Ainsi depuis la création du monde jusqu'à ces dernières années, aucun être humain n'avait visité ce point élevé du globe où, selon la tradition chrétienne, Par le patriarche de Noé s'est arrêtée après le déluge, et où ses débris auraient été miraculeusement conservés. Ce ne fut qu'en 1829 que le docteur Friedrich Parrot, professeur de physique à l'université de Dorpat, prouva au monde savant -ce que d'autres voyageurs, lui ont également démontré depuis -que l'ascension du mont Ararat était permise et possible", tout aussi bien que celle du Mont-Blanc. Les intéressants détails que l'on va lire sont extraits de sa relation publiée en allemand en 1834. (…) Le 30 mars 1829, tous ses préparatifs terminés, il partit de Dorpat, accompagné de MM. de Behaghel d'Adlerskron, de deux élèves de l'Université, MM. Julius Hehn et Karl Schiemann, et d'un jeune astronome d'un mérite éminent, M. Vassili, Fedorow, que le gouvernement Russe lui avait adjoint. Avant de se mettre en route, il avait soumis son projet à l'appréciation de I'empereur, qui s'était empressé de l'approuver en ces termes : " Ce projet a ma pleine et entière approbation. Qu'un feldjâger (courrier ou guide militaire), d'une fidélité éprouvée, accompagne l'expédition et reste au service des voyageurs jusqu'à leur retour."
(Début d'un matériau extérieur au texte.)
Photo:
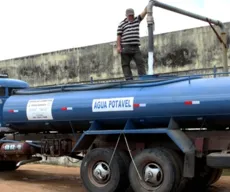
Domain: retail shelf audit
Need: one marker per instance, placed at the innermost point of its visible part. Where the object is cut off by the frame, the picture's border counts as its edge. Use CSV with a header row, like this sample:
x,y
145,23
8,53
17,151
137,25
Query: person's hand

Le 20 septembre seulement, l'expédition, partie le Il avril de Dorpat, arrivait au monastère d'Etchmiadzin, situé au milieu de la plaine de l'Araxe, à 35 milles de l'Ararat, à 3,035 pieds au-dessus du niveau de la mer Noire, et à quelques lieues d'Erivan. Elle y fut on ne peut mieux accueillie, et elle s'y reposa de ses fatigues passées en s'y préparant à ses fatigues futures. Le docteur Parrot donne peu de détails sur cette partie de son voyage(…). Ce fut le 22 septembre , à 10 heures du matin, que le docteur Parrot partit d'Etchmiadzin pour entreprendre l'ascension du grand Ararat. Outre les noms dont il a été parlé plus haut, il emmenait avec lui un jeune diacre nommé Khachatur Abovian, – Khachatur, le fils d'Abov, – qui parlait l'arménien, le russe, le tartare et le persan, et devait lui servir d'interprète. Au sortir du couvent, il se dirigea vers le sud, dans la direction de l'Araxe, sur une plaine en partie inculte, en partie cultivée, mais cou,verte d'herbes et de pâturages, où il bivouaqua pendant la nuit. Le lendemain, à onze heures du matin, il atteignit Arguri, village arménien de 1,000 habitants, situé au fond de la grande crevasse que l'Ararat, dans ses commotions volcaniques, a entrouverte en déchirant son sein. Ce fut là que, selon la tradition, Noé, descendu de l'Ararat avec ses fils, " bâtit un autel à l'Éternel, et prit de toute bête nette et de tout oiseau net et en offrit des holocaustes sur l'autel. Ce fut là aussi, dit-on, que, ~ laboureur de la terre, il commença à planter la vigne. " Le nom du village .prouve que cette seconde tradition est fort ancienne. Arghanel en arménien signifie planter; – argh veut donc dire il planta, – et urri signifie vigne. Il. Parrot ne s'arrêta à Arguri que le temps nécessaire pour s'y procurer des boeufs. Le soir du même jour, il arrivait avec tous ses bagages au monastère arménien de Saint Jacques, situé à un mille et demi environ au-dessus d'Arguri, sur le versant septentrional de l'Ararat, et où il s'était proposé d'établir son quartier général.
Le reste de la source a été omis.